Asia keeps on rising.

paulren's picture

The problem in American and Europe is debt -far too much of it.   The result is low global interest rates for some time along with a re-rating of Asian currencies.

Collectively, the U.S. government, state governments, corporate America and American consumers have accumulated the biggest mountain of debt in the history of the world. The massive debt binge has financed tremendous growth and prosperity over the last couple of decades, but now the day of reckoning my be there?  And its going to be painful as even if it does not blow into a crisis of master proportion, the long de-leveraging of this almost certainly will mean low real economic growth besides low interest rates for years to come for the world still largest economy.

The US economy remains in rough shape by any standard. Its easy to confuse its condition which is bad with its direction which may be getting better -and then to lose sight of how much worse it could be. The just recent US market sell off was blamed by news reports on EU growth stalling besides China cooling off, so seemingly forgetting that the US is and remains in dire shape.

According to one US study I just read, 30% of people age 45 to 54, and 18% of those between 55 and 64, were underwater with their homes in calendar 2009. Which means, their mortgage balances are higher then the current market value of their homes. 

Also a 1998 study by the Federal Reserve Bank in Dallas, undertaken well before the housing boom, provided detailed empirical evidence that the US has over-invested in housing relative to other forms of capital since 1929. This has proven to be a gigantic misallocation of resources gone wild for decades.  

Can you believe, except for some exceptional boom periods, US housing has never been a good financial investment. Yale’s Robert Shiller, the world’s leading student of bubbles, housing and otherwise, shows that from 1890 to 1990 (well before the bubble) the rate of return on residential real estate was just about zero, after inflation. (See Jason Zieg ”Shiller” Mr. Worst case scenario”, Money, July 6th 2007. Stocks in general way outperformed.
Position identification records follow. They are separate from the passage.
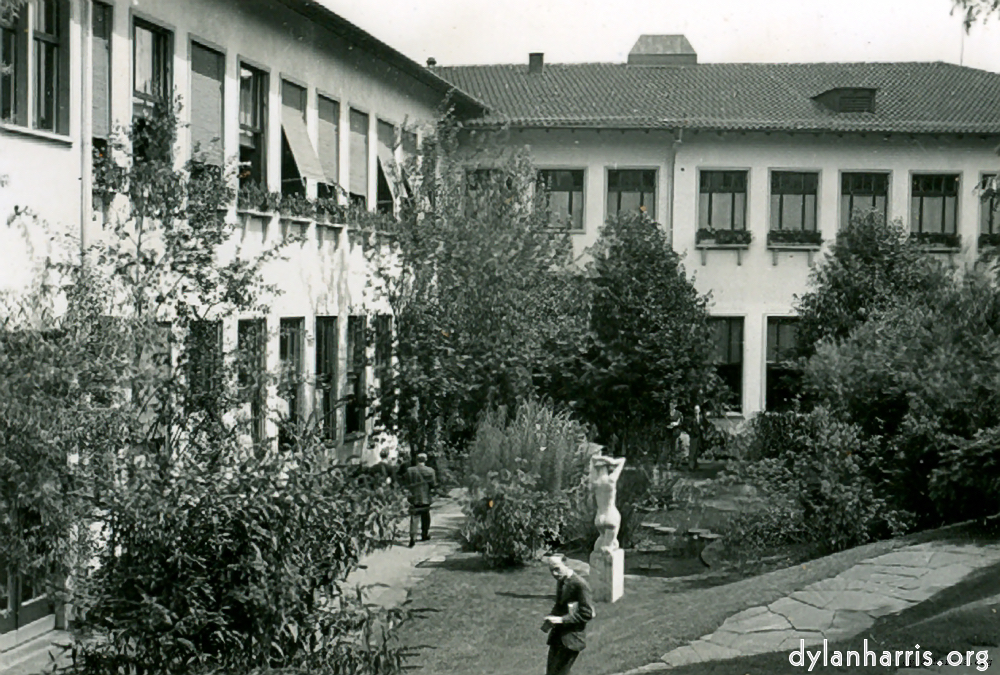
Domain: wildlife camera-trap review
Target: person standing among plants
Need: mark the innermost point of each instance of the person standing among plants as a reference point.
(421, 480)
(568, 620)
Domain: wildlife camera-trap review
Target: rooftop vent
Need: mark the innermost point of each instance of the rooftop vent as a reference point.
(848, 100)
(662, 50)
(536, 61)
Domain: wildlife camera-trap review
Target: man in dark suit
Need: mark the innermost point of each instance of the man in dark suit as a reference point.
(568, 619)
(421, 481)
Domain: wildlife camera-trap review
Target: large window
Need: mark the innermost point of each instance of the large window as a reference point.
(253, 126)
(793, 200)
(100, 42)
(252, 372)
(863, 191)
(722, 200)
(291, 348)
(934, 205)
(564, 190)
(728, 357)
(208, 74)
(358, 159)
(326, 374)
(34, 46)
(989, 215)
(151, 79)
(783, 376)
(356, 409)
(329, 144)
(632, 190)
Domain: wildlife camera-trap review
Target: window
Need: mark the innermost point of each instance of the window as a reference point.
(299, 161)
(632, 190)
(383, 366)
(564, 196)
(252, 372)
(989, 215)
(934, 203)
(208, 74)
(291, 347)
(863, 191)
(329, 144)
(356, 395)
(793, 200)
(326, 374)
(783, 377)
(386, 197)
(728, 341)
(151, 55)
(101, 74)
(203, 351)
(253, 126)
(358, 159)
(722, 200)
(34, 46)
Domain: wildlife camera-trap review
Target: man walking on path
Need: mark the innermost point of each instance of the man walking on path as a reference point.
(568, 619)
(421, 481)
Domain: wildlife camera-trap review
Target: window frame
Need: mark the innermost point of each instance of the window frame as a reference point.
(707, 222)
(777, 214)
(651, 212)
(540, 180)
(917, 219)
(845, 215)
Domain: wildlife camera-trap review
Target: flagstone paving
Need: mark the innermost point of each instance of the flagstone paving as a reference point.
(836, 608)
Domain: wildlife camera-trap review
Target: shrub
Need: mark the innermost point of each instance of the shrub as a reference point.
(540, 441)
(513, 522)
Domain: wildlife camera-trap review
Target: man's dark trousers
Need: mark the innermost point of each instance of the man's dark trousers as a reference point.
(560, 660)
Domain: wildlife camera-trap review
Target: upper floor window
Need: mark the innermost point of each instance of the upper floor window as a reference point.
(989, 207)
(863, 191)
(722, 200)
(564, 190)
(934, 203)
(632, 190)
(793, 200)
(253, 125)
(151, 56)
(34, 46)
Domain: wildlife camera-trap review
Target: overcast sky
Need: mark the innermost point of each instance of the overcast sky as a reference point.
(567, 31)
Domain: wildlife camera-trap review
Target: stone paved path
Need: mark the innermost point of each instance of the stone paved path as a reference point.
(839, 607)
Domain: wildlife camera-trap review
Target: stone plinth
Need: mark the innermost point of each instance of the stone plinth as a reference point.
(607, 575)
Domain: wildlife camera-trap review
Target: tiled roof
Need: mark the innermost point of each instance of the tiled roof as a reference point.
(910, 98)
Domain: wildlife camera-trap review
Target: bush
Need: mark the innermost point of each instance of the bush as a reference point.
(540, 441)
(513, 522)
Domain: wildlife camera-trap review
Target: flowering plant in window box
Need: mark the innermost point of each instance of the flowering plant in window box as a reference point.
(938, 240)
(989, 239)
(733, 238)
(794, 238)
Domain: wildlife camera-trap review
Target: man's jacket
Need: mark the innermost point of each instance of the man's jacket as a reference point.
(421, 480)
(570, 631)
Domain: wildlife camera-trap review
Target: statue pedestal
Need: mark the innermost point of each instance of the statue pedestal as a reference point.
(607, 575)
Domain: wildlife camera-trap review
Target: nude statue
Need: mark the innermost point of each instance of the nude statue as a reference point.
(604, 473)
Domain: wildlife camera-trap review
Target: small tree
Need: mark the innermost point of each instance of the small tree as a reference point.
(651, 344)
(477, 278)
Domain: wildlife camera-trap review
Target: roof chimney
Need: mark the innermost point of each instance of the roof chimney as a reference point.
(662, 50)
(536, 60)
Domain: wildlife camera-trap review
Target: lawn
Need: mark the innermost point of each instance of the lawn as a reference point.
(487, 622)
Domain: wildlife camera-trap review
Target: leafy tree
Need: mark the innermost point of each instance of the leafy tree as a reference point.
(651, 343)
(479, 283)
(872, 266)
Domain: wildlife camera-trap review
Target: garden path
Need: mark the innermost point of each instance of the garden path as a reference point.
(839, 607)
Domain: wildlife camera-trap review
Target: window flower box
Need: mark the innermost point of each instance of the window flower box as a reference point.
(937, 241)
(794, 239)
(706, 238)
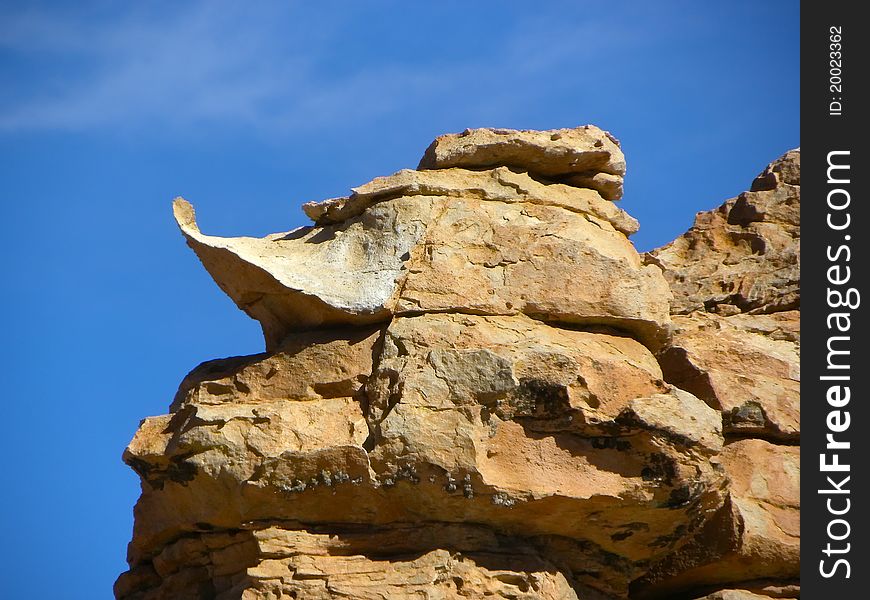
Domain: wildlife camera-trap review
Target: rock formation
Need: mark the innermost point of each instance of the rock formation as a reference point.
(473, 386)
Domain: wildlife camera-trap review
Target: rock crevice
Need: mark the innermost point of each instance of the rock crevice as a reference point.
(473, 386)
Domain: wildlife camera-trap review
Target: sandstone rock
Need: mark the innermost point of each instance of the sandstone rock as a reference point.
(472, 387)
(527, 430)
(747, 366)
(414, 254)
(745, 255)
(558, 152)
(318, 562)
(757, 535)
(499, 185)
(606, 184)
(747, 595)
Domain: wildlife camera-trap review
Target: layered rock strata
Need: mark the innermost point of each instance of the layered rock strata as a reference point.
(736, 345)
(463, 396)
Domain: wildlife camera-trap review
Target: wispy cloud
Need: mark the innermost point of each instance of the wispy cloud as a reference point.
(267, 66)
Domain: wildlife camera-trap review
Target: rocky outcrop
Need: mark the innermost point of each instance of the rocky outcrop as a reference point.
(743, 257)
(736, 345)
(472, 387)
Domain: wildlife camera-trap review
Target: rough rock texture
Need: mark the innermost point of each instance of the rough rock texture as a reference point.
(745, 255)
(586, 156)
(736, 345)
(472, 388)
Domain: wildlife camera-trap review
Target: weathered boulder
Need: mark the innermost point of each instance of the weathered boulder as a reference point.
(528, 430)
(473, 387)
(747, 366)
(582, 153)
(551, 254)
(735, 344)
(755, 537)
(745, 255)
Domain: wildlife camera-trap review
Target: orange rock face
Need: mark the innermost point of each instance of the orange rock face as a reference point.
(473, 387)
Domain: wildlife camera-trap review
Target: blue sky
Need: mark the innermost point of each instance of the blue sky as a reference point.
(110, 109)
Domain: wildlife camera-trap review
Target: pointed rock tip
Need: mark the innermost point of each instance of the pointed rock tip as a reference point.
(184, 214)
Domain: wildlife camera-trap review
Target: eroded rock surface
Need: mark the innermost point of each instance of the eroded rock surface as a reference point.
(736, 345)
(472, 387)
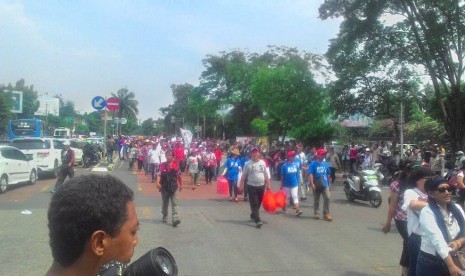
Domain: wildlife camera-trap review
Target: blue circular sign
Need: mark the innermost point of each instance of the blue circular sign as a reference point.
(99, 103)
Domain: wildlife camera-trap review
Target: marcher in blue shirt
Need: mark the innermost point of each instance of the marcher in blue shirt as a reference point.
(232, 168)
(319, 180)
(290, 180)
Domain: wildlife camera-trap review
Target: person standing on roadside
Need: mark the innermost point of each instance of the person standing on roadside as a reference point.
(256, 177)
(67, 165)
(319, 179)
(110, 147)
(232, 168)
(169, 183)
(334, 163)
(290, 172)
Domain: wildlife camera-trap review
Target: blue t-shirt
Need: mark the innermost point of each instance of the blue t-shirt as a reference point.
(290, 174)
(232, 165)
(320, 170)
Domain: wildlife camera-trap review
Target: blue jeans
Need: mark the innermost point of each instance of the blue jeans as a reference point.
(429, 265)
(232, 188)
(110, 156)
(414, 243)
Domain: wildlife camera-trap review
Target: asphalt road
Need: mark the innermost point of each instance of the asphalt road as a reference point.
(215, 236)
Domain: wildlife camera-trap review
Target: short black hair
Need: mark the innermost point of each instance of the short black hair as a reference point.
(82, 206)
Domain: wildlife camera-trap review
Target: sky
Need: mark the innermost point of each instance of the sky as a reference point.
(83, 49)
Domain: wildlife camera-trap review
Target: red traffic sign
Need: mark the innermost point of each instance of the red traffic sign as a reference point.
(112, 104)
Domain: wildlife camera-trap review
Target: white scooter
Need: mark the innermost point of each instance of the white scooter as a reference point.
(364, 186)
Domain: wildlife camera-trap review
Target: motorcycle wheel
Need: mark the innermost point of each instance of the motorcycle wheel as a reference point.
(349, 195)
(375, 199)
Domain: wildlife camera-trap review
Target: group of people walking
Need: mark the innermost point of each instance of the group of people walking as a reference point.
(431, 224)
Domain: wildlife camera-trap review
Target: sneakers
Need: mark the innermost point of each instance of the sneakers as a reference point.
(327, 217)
(176, 222)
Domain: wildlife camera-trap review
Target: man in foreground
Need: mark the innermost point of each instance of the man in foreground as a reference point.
(257, 179)
(92, 220)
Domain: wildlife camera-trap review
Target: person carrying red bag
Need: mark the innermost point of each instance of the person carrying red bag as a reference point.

It used to be that America’s business’ was business, then the business of America got to be homeownership.  Mobility and flexibility to move are key principles of the modern US economy and homeownership chains both.  The US used to have a very flexible workforce with people moving around to get new jobs. The US tax code even allows for deducting moving costs and so indirectly subsidies moving costs.  This has now ended gravely with so many stuck with their homes and so just can’t move.  In 2008 fewer people moved as a % of the population than in any year since the Census bureau started tracking address changes in the late 1940’.  * One study by the economist Andrew Oswald found that across European cities a 10% increase in home ownership correlated with a 2% increase in unemployment, I think because of the long geographic flexibility of the US workers this is even more acute in the US.
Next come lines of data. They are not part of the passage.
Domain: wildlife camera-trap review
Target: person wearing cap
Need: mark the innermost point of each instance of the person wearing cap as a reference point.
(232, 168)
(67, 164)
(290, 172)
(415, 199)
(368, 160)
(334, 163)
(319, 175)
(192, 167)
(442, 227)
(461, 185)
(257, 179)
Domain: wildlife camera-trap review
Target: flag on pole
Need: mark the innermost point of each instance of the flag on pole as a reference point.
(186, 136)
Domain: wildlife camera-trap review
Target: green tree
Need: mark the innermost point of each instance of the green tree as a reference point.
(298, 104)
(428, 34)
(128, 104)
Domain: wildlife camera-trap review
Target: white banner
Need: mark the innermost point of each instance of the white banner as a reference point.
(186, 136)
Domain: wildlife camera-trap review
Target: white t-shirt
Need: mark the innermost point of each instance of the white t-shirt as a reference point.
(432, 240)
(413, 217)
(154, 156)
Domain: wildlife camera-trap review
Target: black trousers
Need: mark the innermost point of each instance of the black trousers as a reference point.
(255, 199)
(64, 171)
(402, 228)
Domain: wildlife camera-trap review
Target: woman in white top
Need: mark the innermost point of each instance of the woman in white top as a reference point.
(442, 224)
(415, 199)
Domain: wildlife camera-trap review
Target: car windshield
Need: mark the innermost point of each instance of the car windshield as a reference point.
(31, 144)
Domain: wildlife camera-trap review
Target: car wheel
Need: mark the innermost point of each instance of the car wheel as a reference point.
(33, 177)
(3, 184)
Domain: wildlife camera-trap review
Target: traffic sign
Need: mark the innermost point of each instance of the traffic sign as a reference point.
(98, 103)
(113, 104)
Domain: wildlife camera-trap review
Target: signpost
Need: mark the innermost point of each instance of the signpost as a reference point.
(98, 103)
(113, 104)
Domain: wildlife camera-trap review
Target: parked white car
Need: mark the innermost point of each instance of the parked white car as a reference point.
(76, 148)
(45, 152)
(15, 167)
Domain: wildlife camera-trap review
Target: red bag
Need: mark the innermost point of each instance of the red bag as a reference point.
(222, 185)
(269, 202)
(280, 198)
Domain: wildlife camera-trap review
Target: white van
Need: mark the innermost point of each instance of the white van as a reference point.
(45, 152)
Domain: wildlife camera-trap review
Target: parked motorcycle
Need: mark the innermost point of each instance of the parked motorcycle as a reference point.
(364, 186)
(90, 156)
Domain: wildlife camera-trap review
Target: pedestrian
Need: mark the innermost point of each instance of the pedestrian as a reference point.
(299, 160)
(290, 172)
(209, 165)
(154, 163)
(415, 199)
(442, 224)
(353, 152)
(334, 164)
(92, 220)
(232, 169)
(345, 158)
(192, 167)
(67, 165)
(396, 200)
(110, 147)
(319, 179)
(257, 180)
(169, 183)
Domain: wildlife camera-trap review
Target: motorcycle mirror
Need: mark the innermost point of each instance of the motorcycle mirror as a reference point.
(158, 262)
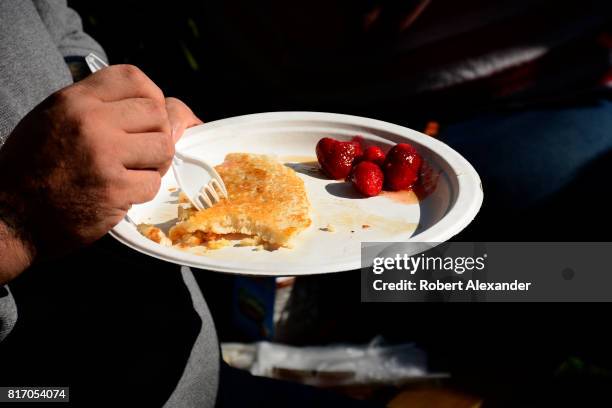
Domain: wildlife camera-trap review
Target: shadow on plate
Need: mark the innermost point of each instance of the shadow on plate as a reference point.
(343, 190)
(309, 168)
Its bitterly ironic that housing, for so many Americans, has gone form being their shelter to being their burden….for too many, the dream of home ownership turned into a an economic trap, one of their own making!   The most damaging reality by the US housing crisis may not be the impact of the financial markets or consumer wealth, it may well be the long run competitive disadvantage caused by the inability to relocate the agile labor force to where the jobs of the future lie -at a time when this is most needed.
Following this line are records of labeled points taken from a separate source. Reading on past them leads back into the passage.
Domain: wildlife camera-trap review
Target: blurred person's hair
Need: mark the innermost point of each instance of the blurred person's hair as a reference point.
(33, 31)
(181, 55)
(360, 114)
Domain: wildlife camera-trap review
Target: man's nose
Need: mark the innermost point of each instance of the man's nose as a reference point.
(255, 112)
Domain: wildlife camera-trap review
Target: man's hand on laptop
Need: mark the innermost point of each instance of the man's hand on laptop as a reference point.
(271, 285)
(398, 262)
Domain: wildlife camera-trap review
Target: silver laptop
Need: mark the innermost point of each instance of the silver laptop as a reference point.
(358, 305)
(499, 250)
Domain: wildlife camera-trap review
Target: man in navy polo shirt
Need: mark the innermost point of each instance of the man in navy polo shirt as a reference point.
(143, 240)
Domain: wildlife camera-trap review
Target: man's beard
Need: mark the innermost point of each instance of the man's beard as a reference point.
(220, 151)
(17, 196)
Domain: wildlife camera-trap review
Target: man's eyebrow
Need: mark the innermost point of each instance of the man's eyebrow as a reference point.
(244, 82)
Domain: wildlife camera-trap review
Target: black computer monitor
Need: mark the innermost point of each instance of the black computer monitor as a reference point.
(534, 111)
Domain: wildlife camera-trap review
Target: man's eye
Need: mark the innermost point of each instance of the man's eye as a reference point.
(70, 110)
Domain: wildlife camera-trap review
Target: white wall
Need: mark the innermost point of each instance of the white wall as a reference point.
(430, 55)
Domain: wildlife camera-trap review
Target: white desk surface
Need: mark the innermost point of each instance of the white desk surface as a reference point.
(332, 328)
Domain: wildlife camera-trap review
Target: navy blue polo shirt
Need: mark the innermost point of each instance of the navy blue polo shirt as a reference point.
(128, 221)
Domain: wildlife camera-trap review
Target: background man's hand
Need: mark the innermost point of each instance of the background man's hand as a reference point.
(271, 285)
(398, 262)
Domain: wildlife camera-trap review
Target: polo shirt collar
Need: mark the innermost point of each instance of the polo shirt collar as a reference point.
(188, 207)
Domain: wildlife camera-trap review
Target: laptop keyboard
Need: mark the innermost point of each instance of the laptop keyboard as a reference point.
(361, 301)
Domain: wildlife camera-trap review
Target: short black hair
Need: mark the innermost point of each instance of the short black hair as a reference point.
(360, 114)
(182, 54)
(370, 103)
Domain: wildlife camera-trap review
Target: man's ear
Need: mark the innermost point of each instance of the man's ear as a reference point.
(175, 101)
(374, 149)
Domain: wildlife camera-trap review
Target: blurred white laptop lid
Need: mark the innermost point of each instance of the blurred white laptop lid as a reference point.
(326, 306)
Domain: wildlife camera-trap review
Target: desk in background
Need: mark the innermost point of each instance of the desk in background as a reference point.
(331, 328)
What does all this have to do with Thai stocks?  It shows the grave problems Americans and Europeans investors are confronted with now -and how an equity revaluation will likely continue to take place in SE Asia and its currencies. Through longer lasting low global interest rates, high dividend paying Thai growth stocks with their low financial leverage and lowest US/EU exposure may well be in for a massive re-rating and this is now happening already.

Best Regards,

Paul A. Renaud.

* From the book " The Great Reset"  by Richard Florida (2010).